Francine Segan pulls recipes and culinary inspiration from the popular HBO series
By Gabrielle Alfiero
A few chapters into reading "Game of Thrones," food historian and Upper East Side resident Francine Segan recognized dishes and food customs she encountered when researching medieval recipes and dining traditions.
"He's done his research," Segan said about series author George R.R. Martin.
Segan spoke at the 92nd Street Y on Tuesday, March 11 about the food, feasts and flagons that populate Martin's fantasy series and the hit HBO show of the same name. Martin, she said, must have spent some time hitting the history books, and perhaps even historical cookbooks.
"He pulls really true, well-researched information on dining and all sorts of food customs from not only the European Middle Ages, but also the Asian Middle Ages and earlier," Segan said. "India, China, even medieval Africa."
For a series featuring dragons, sorcery and some very cold zombies, "Game of Thrones" has roots in historical events, from the War of the Roses to Scottish massacres. Though the locations, characters and events are fictional, the world of the series is made up of distinct geographic regions, all with different climates, customs and food. According to Segan, even the castle kitchens have historical ties. The wealthy, power-hungry Lannister family "feels very European medieval," Segan said, while Daenerys Targaryen's rituals evoke ancient Mongolian and Eastern European customs. Fans of the show will remember when a pregnant Daenerys ritualistically devoured the raw heart of a horse, a common custom for pregnant women in ancient Turkey, Africa and Mongolia, Segan said.
Less gruesome delicacies are the lemon cakes favored by Sansa Stark, a wealthy, aristocratic girl who fantasizes about chivalric knights and evenings spent in the King's company.
"That's a cute little food history wink," Segan said. "Historically, lemons were really expensive and revered, and that was something for the nobility in the Middle Ages."
The sumptuous depictions of extravagant meals found in both the pages of the books and on the television show inspired an official cookbook, A Feast of Ice and Fire, and a companion blog, The Inn at the Crossroads, featuring recipes such as pigeon pie, grilled snake with fiery mustard sauce, and direwolf scones. The latter recipe references a scene in from the show, when a young baker presents Arya Stark with bread in the shape of a wolf, her family's sigil, as a parting gift. The scene, Segan said, also points to a historical custom.
"That's something they used to do in medieval times," said Segan, who has written several cookbooks herself, including Shakespeare's Kitchen, a collection of Elizabethan recipes, and The Philosopher's Kitchen, featuring ancient Greek and Roman culinary treats. "To honor the guest, they would make the bread in the shape of the coat of arms of the guest of honor."
A pie baked with 100 live doves, served during a "Game of Thrones" wedding feast, has both historical and modern references, Segan said.

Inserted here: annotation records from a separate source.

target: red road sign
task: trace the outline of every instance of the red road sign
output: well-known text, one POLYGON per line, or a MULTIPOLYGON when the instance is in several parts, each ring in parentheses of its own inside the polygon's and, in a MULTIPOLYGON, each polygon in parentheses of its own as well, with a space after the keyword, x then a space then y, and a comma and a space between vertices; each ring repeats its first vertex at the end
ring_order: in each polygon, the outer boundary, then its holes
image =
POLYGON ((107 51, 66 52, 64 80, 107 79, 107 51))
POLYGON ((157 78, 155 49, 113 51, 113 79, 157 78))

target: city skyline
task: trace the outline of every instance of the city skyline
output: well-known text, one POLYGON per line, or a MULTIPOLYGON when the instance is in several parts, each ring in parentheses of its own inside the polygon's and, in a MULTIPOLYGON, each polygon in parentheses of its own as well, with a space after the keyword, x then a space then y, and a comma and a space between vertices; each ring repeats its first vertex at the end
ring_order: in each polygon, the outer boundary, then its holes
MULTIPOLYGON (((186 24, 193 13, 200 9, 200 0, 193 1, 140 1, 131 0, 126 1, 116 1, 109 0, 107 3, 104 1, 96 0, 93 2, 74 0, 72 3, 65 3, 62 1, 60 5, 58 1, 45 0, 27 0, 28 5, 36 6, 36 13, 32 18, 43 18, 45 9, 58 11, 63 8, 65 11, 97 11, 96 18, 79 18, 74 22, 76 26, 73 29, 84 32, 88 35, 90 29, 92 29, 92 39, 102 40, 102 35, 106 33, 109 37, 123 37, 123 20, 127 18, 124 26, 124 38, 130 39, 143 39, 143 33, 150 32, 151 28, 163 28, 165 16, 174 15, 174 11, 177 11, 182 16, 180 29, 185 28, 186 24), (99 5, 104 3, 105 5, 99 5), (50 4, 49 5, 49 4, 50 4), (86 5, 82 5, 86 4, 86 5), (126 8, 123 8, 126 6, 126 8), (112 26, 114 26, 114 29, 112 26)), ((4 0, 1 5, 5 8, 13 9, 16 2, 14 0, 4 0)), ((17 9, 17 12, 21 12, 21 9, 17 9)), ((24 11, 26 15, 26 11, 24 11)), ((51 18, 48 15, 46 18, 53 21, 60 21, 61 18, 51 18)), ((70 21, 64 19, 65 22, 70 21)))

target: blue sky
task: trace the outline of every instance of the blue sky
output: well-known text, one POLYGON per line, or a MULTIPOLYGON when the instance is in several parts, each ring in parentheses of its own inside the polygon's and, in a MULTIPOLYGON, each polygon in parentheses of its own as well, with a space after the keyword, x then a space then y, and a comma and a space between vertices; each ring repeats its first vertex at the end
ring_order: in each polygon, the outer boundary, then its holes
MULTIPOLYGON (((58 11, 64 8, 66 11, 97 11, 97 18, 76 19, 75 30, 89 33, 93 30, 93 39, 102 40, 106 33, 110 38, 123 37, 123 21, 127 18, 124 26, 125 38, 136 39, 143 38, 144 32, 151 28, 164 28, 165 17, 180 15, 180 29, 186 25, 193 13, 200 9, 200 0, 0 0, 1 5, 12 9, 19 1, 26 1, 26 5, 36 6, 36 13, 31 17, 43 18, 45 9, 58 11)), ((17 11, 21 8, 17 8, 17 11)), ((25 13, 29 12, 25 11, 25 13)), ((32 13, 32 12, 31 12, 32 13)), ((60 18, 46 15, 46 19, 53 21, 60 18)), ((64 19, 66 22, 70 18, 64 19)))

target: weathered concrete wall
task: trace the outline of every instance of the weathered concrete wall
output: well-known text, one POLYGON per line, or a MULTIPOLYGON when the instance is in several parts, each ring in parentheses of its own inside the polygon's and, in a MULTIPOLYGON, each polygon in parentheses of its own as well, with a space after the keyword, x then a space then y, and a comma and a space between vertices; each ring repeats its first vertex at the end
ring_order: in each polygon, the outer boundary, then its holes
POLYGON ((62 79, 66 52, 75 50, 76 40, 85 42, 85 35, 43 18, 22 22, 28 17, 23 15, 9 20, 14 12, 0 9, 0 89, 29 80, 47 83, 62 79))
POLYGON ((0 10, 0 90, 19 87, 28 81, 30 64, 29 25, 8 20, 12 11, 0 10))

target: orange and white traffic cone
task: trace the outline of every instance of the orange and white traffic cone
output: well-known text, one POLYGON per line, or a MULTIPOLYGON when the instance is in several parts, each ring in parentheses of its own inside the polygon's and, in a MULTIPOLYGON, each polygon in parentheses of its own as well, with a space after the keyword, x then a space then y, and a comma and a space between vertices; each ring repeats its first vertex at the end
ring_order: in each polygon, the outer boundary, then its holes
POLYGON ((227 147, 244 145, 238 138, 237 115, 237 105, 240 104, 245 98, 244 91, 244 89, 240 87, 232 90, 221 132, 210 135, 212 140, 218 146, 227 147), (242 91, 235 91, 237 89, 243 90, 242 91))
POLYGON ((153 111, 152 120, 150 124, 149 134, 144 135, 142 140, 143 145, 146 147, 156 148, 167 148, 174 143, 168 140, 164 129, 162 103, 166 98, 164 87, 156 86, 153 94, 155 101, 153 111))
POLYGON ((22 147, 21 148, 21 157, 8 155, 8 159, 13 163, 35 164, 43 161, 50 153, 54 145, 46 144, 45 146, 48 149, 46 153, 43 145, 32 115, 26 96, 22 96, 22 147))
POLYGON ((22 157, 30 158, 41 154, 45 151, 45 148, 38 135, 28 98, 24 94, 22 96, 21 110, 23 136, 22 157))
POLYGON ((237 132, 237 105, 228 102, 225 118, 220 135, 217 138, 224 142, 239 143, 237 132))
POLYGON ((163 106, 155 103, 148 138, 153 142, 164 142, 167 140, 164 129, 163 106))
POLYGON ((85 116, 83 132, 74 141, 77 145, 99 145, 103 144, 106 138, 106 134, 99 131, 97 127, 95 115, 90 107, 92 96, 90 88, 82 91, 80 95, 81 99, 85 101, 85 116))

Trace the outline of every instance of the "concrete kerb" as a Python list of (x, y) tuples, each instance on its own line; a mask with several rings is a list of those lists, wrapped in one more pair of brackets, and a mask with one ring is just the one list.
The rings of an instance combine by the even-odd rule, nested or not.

"In the book, they talk about a wedding feast where 100 live doves were released from a pie, and we still do that today in weddings," Segan said. Though we won't encounter doves baked into pie crusts, doves are sometimes released during wedding ceremonies as symbols of peace and fidelity. "That idea of putting doves in a pie so they could fly away is absolutely from a medieval cookbook."
Season four of the HBO series premieres on April 6, and fans of the show don't need a pocket full of gold or a castle-sized kitchen to dine like a Lannister during the premiere. For anyone throwing a viewing party, Segan recommends Tuck Shop (in Chelsea Market or at 68 E 1st Street) for Australian meat pies remarkably reminiscent of a medieval meal. She bought a tray's worth for a viewing party of her own.
"Then get some interesting beer, like Dogfish Head," she said. "Hunks of cheese from a great cheese shop, and big bunches of grapes that everyone can pull off."
"Game of Thrones" offers Segan a virtual feast of mouth-watering historical references. But she thinks the series can turn any fantasy fan into a foodie.
"Food is something that's easy for everyone to relate to," she said. "Even if you weren't into food, when you started reading the book or watching the show you'd get into food because of such rich descriptions. It's a fun way to look at history, to feel the past in a very visceral way."
Spring is on the horizon, but in the world of Westeros, winter is coming. And, if history repeats itself, it will be delicious.